Regulatory concerns over foreign ownership of strategic businesses have helped derail transactions accounting for a third of outbound investment last year.

Out of the $220 billion in Chinese outbound investment announced in 2016, between $40 billion and 75 billion was either blocked by regulatory authorities or withdrawn by investors, Linklaters has found.

In a report released this week, the law firm said many of the delayed or cancelled deals were considered by the host government as “critical” or “significant” to national security or national interest because they were targeting sectors including energy infrastructure, high-end technology or electronics. 

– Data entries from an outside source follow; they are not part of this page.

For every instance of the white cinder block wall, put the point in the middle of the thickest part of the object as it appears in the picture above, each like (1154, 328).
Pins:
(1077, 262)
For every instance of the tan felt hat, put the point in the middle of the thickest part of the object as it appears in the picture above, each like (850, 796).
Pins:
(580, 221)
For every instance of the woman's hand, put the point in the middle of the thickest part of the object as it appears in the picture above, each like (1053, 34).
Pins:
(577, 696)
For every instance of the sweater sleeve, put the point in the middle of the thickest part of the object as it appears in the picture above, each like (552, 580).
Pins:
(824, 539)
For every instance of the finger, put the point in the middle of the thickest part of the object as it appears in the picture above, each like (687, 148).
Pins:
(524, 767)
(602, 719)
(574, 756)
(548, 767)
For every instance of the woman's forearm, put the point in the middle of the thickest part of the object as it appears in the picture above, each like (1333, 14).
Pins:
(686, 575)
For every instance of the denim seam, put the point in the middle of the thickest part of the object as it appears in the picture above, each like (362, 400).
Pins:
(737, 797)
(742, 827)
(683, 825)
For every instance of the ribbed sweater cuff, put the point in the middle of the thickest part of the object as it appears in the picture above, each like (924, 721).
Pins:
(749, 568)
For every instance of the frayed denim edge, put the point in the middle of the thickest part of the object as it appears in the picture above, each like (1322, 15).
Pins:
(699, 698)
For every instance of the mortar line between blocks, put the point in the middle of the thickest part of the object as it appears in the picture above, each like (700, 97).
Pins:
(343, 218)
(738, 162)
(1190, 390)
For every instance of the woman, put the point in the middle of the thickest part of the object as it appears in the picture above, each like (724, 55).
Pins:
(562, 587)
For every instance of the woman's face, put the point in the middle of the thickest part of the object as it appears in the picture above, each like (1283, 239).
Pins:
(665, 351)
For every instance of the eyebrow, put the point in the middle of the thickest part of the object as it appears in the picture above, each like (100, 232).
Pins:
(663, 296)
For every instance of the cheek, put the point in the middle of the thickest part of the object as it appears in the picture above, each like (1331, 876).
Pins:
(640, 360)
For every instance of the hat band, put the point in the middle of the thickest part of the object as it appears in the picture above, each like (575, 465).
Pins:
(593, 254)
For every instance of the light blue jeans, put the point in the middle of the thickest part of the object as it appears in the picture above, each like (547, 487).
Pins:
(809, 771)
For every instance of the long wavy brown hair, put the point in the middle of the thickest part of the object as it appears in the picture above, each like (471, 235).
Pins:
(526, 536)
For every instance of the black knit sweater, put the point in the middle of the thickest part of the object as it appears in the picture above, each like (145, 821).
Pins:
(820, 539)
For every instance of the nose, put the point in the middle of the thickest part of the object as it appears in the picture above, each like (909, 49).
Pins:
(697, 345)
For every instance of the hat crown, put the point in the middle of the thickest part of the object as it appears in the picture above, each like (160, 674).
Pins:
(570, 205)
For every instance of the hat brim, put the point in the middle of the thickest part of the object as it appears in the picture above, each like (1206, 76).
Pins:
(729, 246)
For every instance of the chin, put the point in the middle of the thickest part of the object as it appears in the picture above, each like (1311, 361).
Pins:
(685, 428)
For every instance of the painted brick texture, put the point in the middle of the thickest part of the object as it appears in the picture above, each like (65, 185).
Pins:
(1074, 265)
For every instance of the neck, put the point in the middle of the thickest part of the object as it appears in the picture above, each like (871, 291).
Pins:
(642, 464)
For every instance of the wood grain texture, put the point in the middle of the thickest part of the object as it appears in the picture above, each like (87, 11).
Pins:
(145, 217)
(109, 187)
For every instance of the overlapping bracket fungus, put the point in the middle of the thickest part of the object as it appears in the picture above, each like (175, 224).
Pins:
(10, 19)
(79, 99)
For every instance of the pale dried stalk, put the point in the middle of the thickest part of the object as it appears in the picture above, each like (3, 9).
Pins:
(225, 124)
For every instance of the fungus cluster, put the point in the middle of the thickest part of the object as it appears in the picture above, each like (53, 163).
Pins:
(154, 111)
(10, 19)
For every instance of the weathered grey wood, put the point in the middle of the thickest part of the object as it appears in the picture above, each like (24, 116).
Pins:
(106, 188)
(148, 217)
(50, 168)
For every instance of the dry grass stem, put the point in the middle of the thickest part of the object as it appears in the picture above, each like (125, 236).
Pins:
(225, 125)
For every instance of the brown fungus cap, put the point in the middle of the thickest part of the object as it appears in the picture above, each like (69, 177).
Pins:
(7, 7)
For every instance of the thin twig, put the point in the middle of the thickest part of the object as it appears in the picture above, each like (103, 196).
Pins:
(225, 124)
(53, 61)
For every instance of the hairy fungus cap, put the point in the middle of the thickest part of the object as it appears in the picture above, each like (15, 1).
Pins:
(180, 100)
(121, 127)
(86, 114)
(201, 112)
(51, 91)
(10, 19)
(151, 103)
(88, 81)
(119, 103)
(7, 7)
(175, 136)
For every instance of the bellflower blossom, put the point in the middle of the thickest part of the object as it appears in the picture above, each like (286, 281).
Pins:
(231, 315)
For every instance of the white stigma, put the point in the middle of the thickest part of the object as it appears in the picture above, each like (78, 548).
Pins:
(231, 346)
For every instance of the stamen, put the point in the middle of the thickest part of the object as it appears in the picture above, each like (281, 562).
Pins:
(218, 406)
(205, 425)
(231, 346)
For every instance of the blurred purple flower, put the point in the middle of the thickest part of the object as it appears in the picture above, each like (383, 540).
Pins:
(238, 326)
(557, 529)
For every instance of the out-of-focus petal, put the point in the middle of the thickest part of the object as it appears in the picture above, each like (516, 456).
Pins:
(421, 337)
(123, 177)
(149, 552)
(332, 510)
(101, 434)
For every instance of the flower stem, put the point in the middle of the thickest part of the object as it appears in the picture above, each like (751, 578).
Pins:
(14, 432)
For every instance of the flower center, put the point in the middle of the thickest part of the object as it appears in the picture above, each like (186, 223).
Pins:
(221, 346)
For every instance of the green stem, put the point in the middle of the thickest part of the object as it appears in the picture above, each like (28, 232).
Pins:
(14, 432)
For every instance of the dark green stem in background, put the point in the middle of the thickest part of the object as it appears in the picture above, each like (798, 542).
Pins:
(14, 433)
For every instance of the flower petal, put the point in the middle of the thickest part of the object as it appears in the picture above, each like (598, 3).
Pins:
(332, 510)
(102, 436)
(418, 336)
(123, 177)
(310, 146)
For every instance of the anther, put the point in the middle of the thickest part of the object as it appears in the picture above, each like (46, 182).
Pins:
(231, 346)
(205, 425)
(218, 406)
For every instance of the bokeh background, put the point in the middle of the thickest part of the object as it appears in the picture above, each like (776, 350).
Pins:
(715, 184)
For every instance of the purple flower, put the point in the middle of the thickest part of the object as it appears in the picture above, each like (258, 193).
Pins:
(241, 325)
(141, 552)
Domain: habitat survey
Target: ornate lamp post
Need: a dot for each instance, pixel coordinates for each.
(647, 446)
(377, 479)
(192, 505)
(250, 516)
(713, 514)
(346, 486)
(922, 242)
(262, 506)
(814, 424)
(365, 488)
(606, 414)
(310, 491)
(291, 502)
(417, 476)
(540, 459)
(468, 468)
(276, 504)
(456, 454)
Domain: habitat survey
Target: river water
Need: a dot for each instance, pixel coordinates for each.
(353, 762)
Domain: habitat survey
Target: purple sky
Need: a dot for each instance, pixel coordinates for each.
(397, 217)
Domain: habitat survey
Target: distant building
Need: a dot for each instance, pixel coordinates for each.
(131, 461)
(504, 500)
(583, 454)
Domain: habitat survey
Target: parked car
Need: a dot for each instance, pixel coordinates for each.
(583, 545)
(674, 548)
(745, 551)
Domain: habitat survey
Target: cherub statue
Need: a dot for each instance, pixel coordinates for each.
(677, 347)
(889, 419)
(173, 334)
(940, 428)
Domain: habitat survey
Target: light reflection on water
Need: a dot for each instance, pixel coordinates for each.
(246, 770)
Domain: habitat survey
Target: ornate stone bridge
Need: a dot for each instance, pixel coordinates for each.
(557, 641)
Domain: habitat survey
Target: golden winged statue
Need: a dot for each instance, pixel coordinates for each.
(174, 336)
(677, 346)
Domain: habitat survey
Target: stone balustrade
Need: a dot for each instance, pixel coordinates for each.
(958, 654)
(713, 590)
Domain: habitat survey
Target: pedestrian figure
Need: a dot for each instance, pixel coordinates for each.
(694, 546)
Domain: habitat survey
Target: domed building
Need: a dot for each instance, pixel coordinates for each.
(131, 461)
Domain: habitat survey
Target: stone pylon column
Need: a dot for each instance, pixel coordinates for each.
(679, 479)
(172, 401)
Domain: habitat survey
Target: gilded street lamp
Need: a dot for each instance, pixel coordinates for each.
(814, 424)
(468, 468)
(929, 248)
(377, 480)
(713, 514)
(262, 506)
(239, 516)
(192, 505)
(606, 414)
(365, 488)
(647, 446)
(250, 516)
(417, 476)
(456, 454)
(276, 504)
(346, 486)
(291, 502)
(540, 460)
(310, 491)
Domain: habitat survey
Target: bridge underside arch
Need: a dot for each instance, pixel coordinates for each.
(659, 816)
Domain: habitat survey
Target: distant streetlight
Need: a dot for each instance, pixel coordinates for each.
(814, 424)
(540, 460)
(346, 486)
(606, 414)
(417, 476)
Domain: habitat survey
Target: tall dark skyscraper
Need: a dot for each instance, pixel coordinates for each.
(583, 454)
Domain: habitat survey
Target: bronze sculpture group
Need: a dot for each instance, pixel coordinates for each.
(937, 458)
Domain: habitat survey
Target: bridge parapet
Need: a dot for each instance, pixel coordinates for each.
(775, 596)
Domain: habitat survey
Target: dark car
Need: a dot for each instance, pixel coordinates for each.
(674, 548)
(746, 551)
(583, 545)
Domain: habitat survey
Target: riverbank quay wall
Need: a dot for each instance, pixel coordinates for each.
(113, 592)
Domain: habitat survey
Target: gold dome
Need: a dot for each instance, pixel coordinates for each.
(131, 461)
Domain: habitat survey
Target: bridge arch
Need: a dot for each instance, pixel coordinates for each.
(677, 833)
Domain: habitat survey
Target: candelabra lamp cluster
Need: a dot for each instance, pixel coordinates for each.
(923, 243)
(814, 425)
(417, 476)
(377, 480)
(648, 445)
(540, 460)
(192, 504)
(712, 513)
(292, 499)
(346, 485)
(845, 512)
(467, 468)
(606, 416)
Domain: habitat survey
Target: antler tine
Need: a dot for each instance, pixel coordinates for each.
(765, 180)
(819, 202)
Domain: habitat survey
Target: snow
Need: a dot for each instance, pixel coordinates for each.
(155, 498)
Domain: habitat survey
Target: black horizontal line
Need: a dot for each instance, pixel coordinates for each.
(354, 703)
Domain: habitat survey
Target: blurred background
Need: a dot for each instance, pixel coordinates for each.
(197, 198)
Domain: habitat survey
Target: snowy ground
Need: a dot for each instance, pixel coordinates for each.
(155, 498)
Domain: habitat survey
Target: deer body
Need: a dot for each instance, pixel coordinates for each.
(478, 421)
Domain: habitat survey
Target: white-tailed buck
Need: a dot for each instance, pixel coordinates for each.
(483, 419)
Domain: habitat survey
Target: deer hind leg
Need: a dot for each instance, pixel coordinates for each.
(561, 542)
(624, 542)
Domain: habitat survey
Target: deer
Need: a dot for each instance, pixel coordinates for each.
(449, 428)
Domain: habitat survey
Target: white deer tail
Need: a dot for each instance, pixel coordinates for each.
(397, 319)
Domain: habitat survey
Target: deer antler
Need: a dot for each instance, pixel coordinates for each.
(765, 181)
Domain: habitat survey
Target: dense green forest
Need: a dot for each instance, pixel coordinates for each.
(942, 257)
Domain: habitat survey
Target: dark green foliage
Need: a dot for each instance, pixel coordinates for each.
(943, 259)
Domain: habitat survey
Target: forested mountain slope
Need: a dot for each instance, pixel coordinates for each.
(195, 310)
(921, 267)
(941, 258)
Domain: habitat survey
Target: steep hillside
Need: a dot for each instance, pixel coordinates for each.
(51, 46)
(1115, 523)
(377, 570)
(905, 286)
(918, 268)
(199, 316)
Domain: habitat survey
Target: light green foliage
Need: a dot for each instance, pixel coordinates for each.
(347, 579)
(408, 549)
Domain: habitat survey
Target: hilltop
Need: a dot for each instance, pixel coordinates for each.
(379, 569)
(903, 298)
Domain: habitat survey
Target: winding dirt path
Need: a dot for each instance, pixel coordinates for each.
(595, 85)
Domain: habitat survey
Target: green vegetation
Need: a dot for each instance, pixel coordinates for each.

Recent assets that ended up not being sold to original bidders include Australia's Ausgrid, German equipment maker Aixtron and light engine manufacturer Lumileds in the US. 

“The increasing regulatory scrutiny of Chinese outbound M&A reflects a threefold trend: an increase in deal volume, Chinese acquirers' increased targeting of potentially sensitive sectors and a marked shift in the political mood and evolving policy concerns of regulators,” commented Fang Jian, a Shanghai-based managing partner at the firm. 

In addition to the national security dimension of foreign ownership and more intensive scrutiny of investments in regulated or strategically important sectors, the report also highlighted that the lack of reciprocity over cross-border investment had also helped derail transactions.

Linklaters noted that for Chinese outbound M&A in particular, regulatory approval may also present a hurdle, especially for investments not seen as in line with the acquirer's core business.